The Neos Kosmos family is saddened by the death of its founder Takis (Dimitri) Gogos on Monday, 20 May.
He passed away peacefully at midday at the age of 88, marking the end of an era for the Greek community.
Greek Australians will remember Mr Gogos as the man who created a newspaper that was established and nurtured on the dreams and challenges of immigrants who left Greece behind in pursuit of a better life in Australia.
Born on 13 February 1931 on the island of Chios, his parents were refugees from Asia Minor. He grew up in Varvasi, with the exception of a brief stint in Cyprus. A graduate of the Kapodistrian High School of Chios, he worked in journalism parallel to his studies.
In 1950 he migrated to Melbourne and worked at General Motors Holden and other factories before turning exclusively to journalism. He was the sole journalist for the ‘Australoellinas’ that circulated under difficult circumstances bearing the mind Australian laws that made it hard for a foreign progressive publication to be printed.

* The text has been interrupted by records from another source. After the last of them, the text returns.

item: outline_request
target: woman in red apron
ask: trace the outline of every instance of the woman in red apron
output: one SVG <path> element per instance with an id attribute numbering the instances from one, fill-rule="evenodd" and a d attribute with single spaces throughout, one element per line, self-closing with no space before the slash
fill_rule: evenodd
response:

READ MORE: Reflecting over 60 years of Neos Kosmos
He founded Neos Kosmos newspaper on the date of his 26th birthday in 1957, alongside his long-term partners Nondas Pezaros. Christos Mourikis joined them later,
Like the community, the publication has changed with the times to serve the needs of its readers. Its survival is due to the passion of Mr Gogos who showed great sensitivity to the downtrodden and would work to organise food kitchens for unemployed Greek immigrants and take other initiatives to help better people’s lot in life. He was also at the helm of many struggles for national matters and lobbied for the Greek community.
During the Greek dictatorship, he contributed greatly to ensure visits to Australia by people like former prime minister Andreas Papandreou, composer Mikis Theodorakis and others involved in the resistance movement. He was active in ensuring the teaching of Modern Greek at the University of Melbourne and worked hard to ensure that Hellenism thrived in Australia.
A huge proponent of multiculturalism, Mr Gogos was proactive when it came to ensuring that proposals by Neos Kosmos were adopted by the Australian government. Many of the policies of Gough Whitlam in 1972 were suggestions made by Mr Gogos, and these proposals were later continued by Liberal PM Malcolm Fraser. It is no coincidence that the first license for 3EA radio station (a precursor to SBS) was published in the name of Dimitri Gogos. His efforts to ensure social welfare for immigrants as well as input in the creation of festivals such as Greek Week, and later Antipodes have ensured that Greek culture will continue to thrive for years to come.
Throughout his life, he remained a man of conviction and his principles and humanitarian struggles never swerved. His presence has been an inspiration to us all at Neos Kosmos, and he leaves behind a legacy as far as social justice is concerned.
He leaves behind his children, George, Tania and Christopher and their families.